During the 1880s, Joseph B. Walker began to push what was then a radical idea: government purchase of private lands in the White Mountains to create a “public forest.” In an address to the Fish and Game League, he suggested, “the purchase, at low and established prices, by the state, of some of the denuded areas recently cut over, to be held and managed hereafter as public forests.” In 1892, the same year New York created a park in the Adirondacks, Walker asked New Hampshire to accept donations of land for preservation. But, hampered by a lack of funding, the state legislature did little: it passed a few forestry laws, created some temporary forestry commissions, and, in 1893, established a permanent forestry commission.
The value of the New Hampshire timber harvest doubled in the 1890s. In an 1893 article in the Atlantic Monthly, Julius H. Ward wrote that there had been a:
frightful slaughter of forest, the trees cut off entirely … and that what ought to be enchanting scenery along a great railway has been ruthlessly laid waste by the lumbermen and by fire.
The argument seemed to be that the state could either promote tourism or promote timber and pulp interests. “It is plain that in the future, if these great domains are to be maintained in their substantial integrity and wholeness, there must be some other arrangement for their protection and preservation than now exists, so that the charm of the region as a great national park may not be lost, and the rights of private owners, who have purchased this property in good faith and are entitled to revenues from it, may be preserved. The question is, What shall this protection be? and it is more easily asked than answered.”
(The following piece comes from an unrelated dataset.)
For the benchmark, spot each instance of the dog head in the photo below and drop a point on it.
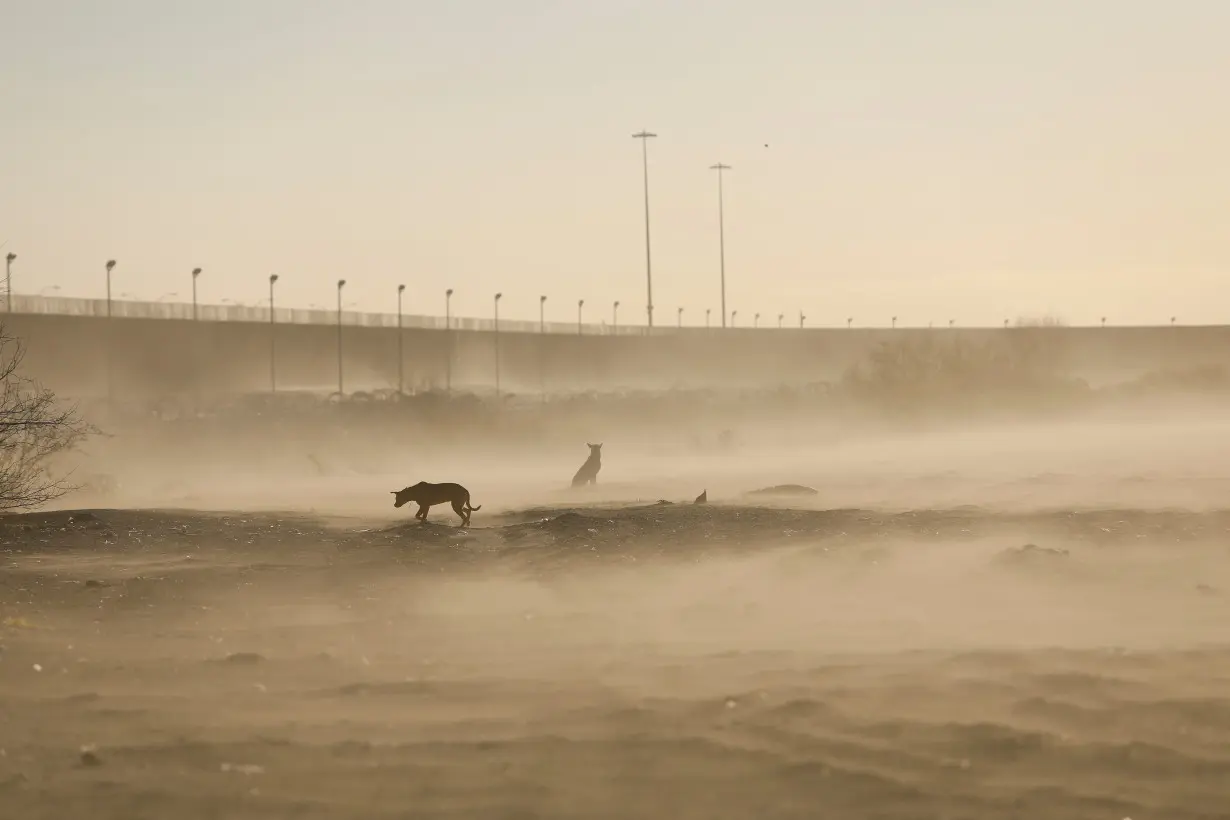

Pushing voluntary cooperation for forest management had minimal impact. Urging the state to buy the region would not work; the state could not afford to purchase even a small portion of the White Mountains. Congress refused to consider creating a national park. In 1892, North Carolina geologist Joseph A. Holmes offered a new idea: instead of a park, why not create eastern national forests to match the new western ones? New Englanders agreed. “The demand exists that the White Mountain region shall be in some way regarded as public property…. New Hampshire enjoys the unique distinction of having a domain which nature has pointed out for a great public park; not a sportsman’s preserve… but a people’s hunting and tramping ground, where the domain is as free as the air, and where every American feels that the endowments of nature are as permanent and secure as the Constitution.” But was it constitutional for the national government to purchase private forest lands for public purposes?